Elizabeth Hovde of the Washington Policy Center shares why more school closures following the learning loss associated with the COVID-inspired school shutdowns are unacceptable
Elizabeth Hovde
Washington Policy Center
It’s back-to-school season in Washington state. Cue a teachers’ union threatening to strike, willing to take taxpayers hostage as they make compensation and other workplace demands, despite the fact that teacher strikes are illegal in Washington state.
It’s happening in Kent where school is supposed to start on Aug. 25. It might not. On Monday, members of the Kent Education Association (KEA) authorized a strike amid negotiations over a new contract with the Kent School District. Families, many of whom are taxpayers paying the wages for teachers to show up to their jobs, were given notice that the first day of school might be delayed. They should know today if students will be missing out.

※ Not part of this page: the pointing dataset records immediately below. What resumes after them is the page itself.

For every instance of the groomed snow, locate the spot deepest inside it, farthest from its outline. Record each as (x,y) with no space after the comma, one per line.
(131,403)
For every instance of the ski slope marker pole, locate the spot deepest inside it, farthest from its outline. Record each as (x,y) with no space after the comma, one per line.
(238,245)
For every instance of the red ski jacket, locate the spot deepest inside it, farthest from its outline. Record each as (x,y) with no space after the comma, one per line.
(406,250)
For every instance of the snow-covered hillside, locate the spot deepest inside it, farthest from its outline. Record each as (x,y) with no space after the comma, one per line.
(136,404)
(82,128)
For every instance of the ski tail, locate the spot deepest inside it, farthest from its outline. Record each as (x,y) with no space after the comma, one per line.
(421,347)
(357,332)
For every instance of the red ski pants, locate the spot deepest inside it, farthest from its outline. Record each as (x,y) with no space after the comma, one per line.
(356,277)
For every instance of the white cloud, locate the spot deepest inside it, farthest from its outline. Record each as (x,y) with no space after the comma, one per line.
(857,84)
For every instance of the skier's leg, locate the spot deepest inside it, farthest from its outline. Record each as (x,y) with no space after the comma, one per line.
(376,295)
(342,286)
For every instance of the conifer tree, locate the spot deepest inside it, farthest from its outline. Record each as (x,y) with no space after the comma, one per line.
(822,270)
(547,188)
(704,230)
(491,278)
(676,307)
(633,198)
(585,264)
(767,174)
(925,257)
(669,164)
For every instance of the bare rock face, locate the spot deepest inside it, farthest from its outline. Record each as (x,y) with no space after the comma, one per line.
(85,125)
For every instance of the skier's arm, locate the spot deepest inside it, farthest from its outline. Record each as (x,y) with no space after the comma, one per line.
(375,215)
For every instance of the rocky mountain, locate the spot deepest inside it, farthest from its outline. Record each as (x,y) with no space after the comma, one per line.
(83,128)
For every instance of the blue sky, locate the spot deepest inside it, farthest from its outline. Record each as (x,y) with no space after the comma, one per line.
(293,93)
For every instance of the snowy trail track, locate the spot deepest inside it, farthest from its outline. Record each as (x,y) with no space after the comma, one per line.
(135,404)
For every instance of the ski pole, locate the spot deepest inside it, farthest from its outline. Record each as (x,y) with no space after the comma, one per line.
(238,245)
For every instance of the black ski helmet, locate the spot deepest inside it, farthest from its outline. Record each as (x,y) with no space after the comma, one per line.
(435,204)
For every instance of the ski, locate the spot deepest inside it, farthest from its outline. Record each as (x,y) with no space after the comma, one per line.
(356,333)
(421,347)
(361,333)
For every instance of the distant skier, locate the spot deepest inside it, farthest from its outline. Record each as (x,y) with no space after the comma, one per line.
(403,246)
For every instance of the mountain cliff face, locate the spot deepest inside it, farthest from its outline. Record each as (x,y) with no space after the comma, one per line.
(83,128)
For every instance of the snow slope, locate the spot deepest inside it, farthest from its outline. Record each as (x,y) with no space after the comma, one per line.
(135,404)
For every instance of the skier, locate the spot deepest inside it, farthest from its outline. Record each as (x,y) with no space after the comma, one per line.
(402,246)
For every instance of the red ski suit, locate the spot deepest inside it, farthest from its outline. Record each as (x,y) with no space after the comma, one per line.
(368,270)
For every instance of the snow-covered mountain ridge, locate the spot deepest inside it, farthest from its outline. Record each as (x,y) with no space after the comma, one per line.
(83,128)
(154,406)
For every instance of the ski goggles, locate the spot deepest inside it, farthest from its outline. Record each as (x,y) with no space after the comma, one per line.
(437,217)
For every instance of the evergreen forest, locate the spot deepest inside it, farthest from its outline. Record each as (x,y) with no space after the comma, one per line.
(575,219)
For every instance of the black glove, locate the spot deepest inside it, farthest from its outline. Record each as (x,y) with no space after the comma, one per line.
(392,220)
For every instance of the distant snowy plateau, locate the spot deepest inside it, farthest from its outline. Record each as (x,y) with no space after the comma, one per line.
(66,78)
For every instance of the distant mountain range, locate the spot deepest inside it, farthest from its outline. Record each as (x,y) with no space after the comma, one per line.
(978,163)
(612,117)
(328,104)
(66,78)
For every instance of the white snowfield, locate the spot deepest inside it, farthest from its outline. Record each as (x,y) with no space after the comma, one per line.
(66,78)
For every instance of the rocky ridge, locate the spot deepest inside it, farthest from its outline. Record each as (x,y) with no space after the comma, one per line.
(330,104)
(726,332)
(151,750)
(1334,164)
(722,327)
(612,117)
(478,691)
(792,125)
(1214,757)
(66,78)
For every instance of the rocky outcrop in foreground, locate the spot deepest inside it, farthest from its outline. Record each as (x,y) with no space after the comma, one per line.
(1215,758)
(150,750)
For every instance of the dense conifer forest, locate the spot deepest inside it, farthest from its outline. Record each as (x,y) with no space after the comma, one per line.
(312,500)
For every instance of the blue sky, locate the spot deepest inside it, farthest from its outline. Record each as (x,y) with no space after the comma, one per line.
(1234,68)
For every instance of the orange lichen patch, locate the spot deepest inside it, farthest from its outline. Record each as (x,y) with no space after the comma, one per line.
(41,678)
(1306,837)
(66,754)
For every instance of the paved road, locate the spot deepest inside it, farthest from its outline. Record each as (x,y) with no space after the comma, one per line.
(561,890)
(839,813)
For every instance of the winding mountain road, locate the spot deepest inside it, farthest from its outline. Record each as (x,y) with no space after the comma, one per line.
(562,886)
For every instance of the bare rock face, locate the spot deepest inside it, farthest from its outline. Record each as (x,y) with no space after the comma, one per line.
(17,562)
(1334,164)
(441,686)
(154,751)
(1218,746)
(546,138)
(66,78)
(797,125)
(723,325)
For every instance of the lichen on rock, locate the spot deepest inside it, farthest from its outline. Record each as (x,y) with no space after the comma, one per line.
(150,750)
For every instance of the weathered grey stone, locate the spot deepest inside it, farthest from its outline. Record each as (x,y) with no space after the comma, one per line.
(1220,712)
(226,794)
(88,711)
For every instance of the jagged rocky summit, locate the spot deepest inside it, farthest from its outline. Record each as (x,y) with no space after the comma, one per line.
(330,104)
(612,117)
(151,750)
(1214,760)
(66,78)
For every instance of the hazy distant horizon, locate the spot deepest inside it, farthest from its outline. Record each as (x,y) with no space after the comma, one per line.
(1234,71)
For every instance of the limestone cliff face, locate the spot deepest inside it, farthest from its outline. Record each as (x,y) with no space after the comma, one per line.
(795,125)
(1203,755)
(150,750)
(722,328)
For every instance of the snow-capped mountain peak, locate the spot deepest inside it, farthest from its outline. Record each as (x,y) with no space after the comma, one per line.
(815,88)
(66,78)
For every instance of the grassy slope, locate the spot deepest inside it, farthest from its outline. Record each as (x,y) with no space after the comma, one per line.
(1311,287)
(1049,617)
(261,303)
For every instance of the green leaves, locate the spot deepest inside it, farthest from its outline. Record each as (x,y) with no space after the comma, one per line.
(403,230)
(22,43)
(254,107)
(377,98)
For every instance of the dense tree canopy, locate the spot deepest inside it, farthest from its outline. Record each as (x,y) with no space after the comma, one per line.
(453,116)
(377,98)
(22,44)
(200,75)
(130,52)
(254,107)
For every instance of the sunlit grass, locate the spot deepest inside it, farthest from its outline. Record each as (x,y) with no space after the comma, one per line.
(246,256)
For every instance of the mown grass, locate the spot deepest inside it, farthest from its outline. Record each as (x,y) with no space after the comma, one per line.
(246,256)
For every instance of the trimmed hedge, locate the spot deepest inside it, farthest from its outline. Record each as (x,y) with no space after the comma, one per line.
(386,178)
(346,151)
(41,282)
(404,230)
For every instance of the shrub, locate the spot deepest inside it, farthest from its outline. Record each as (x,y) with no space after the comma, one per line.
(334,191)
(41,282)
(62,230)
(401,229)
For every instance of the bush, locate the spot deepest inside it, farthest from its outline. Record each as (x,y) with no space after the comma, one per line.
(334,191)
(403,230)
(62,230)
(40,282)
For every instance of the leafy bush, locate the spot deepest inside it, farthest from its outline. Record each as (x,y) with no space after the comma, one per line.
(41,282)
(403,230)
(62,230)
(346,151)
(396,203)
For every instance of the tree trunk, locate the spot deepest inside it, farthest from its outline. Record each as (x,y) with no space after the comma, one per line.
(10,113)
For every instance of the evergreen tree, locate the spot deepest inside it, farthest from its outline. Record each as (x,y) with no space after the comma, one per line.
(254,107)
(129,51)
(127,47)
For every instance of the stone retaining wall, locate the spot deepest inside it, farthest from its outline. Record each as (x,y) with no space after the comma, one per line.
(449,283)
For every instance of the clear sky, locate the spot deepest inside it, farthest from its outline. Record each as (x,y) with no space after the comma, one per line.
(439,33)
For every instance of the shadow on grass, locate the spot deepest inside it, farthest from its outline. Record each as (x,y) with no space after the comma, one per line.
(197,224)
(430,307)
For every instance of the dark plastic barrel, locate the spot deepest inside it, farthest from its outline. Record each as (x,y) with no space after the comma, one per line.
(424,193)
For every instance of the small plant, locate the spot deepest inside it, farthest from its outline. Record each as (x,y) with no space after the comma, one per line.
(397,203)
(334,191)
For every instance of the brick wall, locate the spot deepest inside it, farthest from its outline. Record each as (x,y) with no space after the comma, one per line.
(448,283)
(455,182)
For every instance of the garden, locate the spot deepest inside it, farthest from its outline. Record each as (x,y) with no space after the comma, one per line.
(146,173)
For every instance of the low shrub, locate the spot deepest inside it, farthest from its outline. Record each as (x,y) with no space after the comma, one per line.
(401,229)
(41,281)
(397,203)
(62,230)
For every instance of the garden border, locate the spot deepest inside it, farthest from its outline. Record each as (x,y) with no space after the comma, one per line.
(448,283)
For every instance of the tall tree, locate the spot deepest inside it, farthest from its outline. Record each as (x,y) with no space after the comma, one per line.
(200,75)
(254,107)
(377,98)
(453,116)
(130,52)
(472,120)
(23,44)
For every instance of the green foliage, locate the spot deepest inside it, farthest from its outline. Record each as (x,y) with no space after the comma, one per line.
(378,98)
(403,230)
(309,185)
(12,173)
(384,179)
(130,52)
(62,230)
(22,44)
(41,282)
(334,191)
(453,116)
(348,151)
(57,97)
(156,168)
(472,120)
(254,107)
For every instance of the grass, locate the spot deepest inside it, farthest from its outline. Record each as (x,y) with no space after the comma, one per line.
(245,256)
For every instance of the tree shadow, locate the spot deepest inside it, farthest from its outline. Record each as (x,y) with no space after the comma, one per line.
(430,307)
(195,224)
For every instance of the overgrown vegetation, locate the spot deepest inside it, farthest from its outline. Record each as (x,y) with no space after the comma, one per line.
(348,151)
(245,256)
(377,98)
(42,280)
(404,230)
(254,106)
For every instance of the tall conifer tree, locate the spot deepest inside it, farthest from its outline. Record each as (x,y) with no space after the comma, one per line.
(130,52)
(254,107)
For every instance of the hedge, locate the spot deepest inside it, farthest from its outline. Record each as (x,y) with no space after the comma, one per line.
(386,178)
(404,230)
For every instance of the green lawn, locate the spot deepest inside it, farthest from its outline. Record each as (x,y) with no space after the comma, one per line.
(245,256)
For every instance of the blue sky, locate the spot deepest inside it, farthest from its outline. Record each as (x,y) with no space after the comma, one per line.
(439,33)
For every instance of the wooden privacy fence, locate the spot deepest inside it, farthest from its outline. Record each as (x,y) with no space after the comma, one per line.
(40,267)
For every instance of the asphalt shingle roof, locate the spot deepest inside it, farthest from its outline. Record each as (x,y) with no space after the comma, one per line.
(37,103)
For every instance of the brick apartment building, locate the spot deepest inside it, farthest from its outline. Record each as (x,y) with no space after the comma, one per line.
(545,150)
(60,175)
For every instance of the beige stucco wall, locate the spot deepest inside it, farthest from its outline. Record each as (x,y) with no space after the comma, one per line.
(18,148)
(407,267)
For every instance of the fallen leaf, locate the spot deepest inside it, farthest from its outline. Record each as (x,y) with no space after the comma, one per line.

Whether it’s just a threat or the strike happens, teachers will be hurt by this move. Many Washington families left our public schools during COVID-19 times. Enrollment has dropped by more than 41,000 students since 2019, according to the Office of Financial Management. Many more families and taxpayers are dissatisfied with public schools’ poor performance, visible in the learning loss children have experienced. Public schools and teachers don’t need another reason for Washingtonians to think the state’s public school system can’t and won’t work for the state’s children.
School districts give families a yearly calendar that parents and students arrange their work and personal lives around — and that they should be able to count on. Teachers’ unions, however, have frequently broken the law, ignoring this school calendar that communities and families build their lives and livelihoods around.
A 2006 opinion from the state Office of the Attorney General says, “In Washington, state and local public employees do not have a legally protected right to strike. No such right existed at common law, and none has been granted by statute.” It adds that “statutes presently do not impose penalties on public employees for engaging in a strike.”
The lack of penalties might be why even though public teacher strikes are illegal in Washington state, they still happen. Teachers who are union members but whose unions don’t represent them well should visit optouttoday.com to learn more about how to opt out of a union, allowing them to follow their consciences and saving them union dues.
More school closures following the learning loss associated with the COVID-inspired school shutdowns are unacceptable. (View Washington Policy Center’s recent study, “The effect of emergency-ordered school closings, learning loss and mask mandates on children,” by WPC Center for Education Director Liv Finne.)
About this Kent scuffle, Finne writes, “The move is about money, of course.” And she details the following data points:
- Teachers in Kent have gotten an average pay and benefits increase of $30,000 in the last few years, a 31% raise.
- In 2015, total average teacher pay and benefits were $94,696. In 2022, average teacher pay and benefits are $124,625. See reports from the Office of the Superintendent of Public Instruction.
- This high level of teacher pay, health care, paid vacation and other benefits is more than the average household earnings of taxpayers who fund the school budget.
- Per student spending in Kent is $19,654, more than the tuition at most private schools.
- Student enrollment in Kent Public Schools fell last year by 642 students.
“At a time when Kent Public Schools is losing students, union officials should be thinking about attracting families back to the schools, not calling controversial strikes to give families even more reason to seek learning alternatives,” Finne concludes.
Public employee strikes are against the law, cause harm to students and families, erode public trust and hurt the workers involved in them. This is the wrong way to do business.
Instead of hostage-taking, unions and teachers need to have discussions with their districts, the state and the public about educational priorities, so basic needs come first. Right now, wants and needs chosen for schools are debatable and can negatively impact workplace conditions.
While those conversations are happening, and students are receiving taxpayer-funded educations, the Legislature needs to establish penalties for employees who engage in unlawful strikes as soon as possible. Strikes that harm parents, children and the teachers they adore need to be expelled.
Kent Education Association should know better. See this 2009 court ruling concerning its strike activity: https://www.washingtonpolicy.org/library/doclib/Kent_strike_2009.pdf.
In this ruling the court said, “The strike interferes with the Plaintiff’s legal obligation to provide comprehensive educational services to the 26,000 students enrolled in the District,” and, “The strike obstructs and prevents students from obtaining the free and appropriate public education to which they are legally entitled under Washington law,” and “The strike has idled over 1,000 classified employees who are unable to work when school is not in session; and who will not be paid during the period of work stoppage.”
Elizabeth Hovde is a policy analyst and the director of the Centers for Health Care and Worker Rights at the Washington Policy Center. She is a Clark County resident.